By allowing the march to proceed and reacting only after racist scenes occurred, the state created an appearance of action while legitimising this as democratic expression. The core issue of the normalisation of far-right rhetoric and symbolism in public space went unaddressed.

How did attacks on LFI offices affect the political climate?

Several LFI offices were vandalised under the slogan ‘Justice for Quentin’, and the party’s national headquarters were evacuated following a bomb threat. This represented an escalation from symbolic vandalism to direct threats against people and physical infrastructure, creating a climate of fear that extends to the broader left-wing movement.

These weren’t random acts of violence; they were part of a campaign to intimidate and politically isolate LFI, putting pressure on the Greens, the Socialist Party and other forces to distance themselves from it. Ahead of municipal elections held in mid-March, they deepened polarisation and complicated local alliances that electoral competition depends on.

What can civil society do about rising polarisation?

Civil society must resist three simultaneous operations: the criminalising of antifascist circles by association, the exclusion of LFI from legitimate political life and the normalising of the far right. It must condemn any politically motivated killing while rejecting the racist and authoritarian instrumentalisation of such events. It must insist on factual accuracy about the asymmetry in political violence, resisting the lazy symmetrical framing of two extremes that the government and media are using.

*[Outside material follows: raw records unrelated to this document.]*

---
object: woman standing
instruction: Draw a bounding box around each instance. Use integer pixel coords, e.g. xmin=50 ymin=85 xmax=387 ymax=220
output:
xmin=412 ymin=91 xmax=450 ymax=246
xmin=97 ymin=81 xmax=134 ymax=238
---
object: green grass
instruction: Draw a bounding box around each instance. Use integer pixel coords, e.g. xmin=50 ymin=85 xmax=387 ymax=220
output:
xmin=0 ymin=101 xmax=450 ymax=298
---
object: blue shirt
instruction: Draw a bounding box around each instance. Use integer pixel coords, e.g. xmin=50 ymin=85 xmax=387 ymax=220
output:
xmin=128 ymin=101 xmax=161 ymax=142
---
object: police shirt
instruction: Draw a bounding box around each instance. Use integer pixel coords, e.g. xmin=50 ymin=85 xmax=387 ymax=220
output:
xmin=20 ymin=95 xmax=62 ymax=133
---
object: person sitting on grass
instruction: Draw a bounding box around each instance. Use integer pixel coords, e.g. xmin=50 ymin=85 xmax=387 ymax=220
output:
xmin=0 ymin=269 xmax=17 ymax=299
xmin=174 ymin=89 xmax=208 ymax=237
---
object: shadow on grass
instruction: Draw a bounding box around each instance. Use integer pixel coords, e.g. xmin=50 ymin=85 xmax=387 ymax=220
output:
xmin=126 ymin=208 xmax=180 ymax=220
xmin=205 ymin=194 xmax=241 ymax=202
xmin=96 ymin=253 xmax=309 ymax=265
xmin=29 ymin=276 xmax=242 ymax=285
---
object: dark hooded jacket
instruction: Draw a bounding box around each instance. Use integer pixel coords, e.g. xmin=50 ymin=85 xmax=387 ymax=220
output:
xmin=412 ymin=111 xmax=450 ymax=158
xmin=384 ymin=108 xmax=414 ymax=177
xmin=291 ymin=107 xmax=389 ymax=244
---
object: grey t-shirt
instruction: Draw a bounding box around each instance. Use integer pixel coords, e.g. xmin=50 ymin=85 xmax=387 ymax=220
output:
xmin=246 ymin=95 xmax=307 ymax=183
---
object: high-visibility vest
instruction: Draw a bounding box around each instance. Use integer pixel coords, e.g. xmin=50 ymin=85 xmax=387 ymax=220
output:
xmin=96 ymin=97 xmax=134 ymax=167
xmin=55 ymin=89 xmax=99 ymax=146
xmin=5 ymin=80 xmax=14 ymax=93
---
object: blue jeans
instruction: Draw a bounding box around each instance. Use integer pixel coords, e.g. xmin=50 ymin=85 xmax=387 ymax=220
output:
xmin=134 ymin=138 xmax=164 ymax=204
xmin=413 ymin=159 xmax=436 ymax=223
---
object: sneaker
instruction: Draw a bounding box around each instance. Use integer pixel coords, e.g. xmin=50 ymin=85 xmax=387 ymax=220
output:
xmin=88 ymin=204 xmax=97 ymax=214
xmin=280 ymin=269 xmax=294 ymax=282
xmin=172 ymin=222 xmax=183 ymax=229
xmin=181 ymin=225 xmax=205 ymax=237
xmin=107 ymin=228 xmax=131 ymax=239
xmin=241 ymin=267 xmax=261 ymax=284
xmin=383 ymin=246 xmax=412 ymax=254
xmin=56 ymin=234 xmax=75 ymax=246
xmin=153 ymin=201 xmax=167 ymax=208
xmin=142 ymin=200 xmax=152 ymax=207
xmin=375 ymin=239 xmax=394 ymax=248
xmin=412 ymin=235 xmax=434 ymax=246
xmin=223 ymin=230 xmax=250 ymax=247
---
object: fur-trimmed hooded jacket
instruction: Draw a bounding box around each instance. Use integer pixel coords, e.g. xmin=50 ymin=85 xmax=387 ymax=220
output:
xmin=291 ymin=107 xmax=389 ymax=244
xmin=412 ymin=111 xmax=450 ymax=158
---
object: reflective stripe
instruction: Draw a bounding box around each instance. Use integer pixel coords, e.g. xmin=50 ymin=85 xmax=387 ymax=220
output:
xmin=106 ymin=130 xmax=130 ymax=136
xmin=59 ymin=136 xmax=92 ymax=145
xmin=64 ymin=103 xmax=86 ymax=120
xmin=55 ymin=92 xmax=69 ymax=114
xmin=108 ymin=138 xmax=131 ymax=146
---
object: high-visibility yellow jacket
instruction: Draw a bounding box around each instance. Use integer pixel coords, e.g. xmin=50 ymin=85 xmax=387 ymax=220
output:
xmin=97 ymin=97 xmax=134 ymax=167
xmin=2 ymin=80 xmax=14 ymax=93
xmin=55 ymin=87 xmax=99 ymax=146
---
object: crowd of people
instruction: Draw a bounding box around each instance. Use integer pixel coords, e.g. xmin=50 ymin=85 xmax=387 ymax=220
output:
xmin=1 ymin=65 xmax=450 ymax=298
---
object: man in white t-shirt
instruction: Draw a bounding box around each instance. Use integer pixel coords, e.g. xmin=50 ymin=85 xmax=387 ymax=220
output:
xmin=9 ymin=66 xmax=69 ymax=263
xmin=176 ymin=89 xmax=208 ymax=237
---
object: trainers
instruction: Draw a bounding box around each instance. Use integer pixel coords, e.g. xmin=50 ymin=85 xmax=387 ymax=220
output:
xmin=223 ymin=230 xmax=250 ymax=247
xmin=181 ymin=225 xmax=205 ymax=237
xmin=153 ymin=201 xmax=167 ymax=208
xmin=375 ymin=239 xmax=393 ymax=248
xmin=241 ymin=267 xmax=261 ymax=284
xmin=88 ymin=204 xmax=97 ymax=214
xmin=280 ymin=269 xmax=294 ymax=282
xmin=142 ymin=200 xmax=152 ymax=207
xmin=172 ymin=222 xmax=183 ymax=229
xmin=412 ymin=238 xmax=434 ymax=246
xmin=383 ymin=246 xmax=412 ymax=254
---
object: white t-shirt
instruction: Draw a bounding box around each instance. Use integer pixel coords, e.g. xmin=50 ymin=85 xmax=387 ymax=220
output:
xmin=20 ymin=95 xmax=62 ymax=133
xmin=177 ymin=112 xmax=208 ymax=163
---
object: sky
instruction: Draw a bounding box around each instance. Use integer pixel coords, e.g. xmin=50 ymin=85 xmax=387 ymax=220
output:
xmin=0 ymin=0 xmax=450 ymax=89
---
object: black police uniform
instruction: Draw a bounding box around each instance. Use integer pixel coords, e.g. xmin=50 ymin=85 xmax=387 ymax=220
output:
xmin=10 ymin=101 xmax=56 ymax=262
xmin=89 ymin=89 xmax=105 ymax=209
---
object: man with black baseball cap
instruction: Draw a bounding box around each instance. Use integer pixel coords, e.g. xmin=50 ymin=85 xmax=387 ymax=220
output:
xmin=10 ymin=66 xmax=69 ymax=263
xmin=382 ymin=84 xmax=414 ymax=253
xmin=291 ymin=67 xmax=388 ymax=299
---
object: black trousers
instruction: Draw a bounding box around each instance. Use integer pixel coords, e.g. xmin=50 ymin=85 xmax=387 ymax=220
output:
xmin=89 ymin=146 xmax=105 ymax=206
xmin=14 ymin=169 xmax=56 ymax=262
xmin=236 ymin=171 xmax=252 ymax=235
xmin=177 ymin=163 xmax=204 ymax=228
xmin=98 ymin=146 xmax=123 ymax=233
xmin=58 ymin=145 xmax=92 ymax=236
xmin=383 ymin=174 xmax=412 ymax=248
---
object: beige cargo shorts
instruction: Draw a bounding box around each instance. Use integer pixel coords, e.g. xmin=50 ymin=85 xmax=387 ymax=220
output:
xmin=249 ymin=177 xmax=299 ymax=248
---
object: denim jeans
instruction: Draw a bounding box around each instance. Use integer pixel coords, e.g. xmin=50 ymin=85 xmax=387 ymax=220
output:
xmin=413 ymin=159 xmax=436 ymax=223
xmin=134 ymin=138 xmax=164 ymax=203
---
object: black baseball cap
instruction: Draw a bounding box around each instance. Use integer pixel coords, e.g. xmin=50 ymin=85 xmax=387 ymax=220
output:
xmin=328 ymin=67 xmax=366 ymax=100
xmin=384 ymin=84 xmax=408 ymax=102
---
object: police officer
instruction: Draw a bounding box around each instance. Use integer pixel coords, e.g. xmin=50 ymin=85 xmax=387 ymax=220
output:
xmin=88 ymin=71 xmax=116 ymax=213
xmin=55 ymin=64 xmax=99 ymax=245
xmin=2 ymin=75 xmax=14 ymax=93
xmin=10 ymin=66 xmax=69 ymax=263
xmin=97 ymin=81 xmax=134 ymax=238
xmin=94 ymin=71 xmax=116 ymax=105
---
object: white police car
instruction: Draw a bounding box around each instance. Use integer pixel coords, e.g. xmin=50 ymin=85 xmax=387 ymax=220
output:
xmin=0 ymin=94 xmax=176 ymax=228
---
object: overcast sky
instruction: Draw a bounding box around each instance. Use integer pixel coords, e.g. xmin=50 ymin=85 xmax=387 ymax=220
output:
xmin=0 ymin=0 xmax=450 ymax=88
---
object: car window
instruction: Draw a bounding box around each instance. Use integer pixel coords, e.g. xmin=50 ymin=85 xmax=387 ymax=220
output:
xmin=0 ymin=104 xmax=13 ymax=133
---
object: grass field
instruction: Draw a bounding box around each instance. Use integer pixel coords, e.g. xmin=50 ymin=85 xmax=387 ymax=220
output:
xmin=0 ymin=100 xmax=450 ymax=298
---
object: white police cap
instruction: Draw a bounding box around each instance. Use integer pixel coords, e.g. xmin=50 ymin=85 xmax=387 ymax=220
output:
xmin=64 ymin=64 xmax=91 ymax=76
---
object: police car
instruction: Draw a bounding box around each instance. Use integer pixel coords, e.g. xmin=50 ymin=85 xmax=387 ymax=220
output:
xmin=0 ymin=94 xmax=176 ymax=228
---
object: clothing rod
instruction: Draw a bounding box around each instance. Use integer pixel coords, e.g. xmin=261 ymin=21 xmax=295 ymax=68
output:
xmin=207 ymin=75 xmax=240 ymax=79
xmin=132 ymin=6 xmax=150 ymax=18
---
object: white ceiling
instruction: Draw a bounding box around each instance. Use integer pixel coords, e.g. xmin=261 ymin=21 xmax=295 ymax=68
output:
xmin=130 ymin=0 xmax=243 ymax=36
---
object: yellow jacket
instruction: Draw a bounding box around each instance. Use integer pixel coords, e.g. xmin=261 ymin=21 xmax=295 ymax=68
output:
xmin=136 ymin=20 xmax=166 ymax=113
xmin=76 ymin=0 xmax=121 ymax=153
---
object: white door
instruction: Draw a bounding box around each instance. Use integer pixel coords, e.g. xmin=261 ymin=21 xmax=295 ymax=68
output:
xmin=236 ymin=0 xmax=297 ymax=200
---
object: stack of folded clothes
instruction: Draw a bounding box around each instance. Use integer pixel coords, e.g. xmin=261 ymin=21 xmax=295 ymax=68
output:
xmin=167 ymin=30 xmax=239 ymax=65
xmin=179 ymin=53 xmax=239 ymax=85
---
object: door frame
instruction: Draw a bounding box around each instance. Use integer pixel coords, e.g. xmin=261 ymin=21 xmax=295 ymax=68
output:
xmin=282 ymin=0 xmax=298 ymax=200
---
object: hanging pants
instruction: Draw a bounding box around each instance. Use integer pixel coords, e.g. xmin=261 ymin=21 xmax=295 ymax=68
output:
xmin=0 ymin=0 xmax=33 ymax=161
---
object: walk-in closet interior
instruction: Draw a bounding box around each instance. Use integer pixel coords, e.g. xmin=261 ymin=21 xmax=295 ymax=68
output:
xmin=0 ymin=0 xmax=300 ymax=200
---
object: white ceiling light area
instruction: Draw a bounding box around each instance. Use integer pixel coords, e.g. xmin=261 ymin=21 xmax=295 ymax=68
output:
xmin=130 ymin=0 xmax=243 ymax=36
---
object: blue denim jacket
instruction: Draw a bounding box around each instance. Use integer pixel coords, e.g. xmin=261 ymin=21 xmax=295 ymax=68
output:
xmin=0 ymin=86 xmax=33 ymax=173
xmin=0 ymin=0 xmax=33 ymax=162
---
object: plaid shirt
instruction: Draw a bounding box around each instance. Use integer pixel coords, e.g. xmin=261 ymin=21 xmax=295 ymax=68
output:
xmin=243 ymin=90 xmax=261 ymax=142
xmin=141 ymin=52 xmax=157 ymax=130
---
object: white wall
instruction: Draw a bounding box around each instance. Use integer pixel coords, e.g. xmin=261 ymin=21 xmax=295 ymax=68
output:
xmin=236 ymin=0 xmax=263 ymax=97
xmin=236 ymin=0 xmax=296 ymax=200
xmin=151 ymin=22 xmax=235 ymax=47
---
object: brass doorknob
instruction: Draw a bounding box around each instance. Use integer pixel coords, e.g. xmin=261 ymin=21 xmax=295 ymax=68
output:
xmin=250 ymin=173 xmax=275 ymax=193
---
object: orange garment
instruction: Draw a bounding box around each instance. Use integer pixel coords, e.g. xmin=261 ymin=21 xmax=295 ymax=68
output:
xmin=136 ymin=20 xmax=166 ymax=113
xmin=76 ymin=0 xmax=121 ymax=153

Civil society must defend the rule of law against the logic of reprisals. This means defending freedoms of association, assembly and expression of organisations that are being targeted, documenting violence and intimidation campaigns and providing legal and material support to activists, associations, party offices and trade unions under attack. The goal is to prevent cases like the Deranque killing being weaponised to regressively reshape the political field.

CIVICUS interviews a wide range of civil society activists, experts and leaders to gather diverse perspectives on civil society action and current issues for publication on its CIVICUS Lens platform. The views expressed in interviews are the interviewees’ and do not necessarily reflect those of CIVICUS. Publication does not imply endorsement of interviewees or the organisations they represent.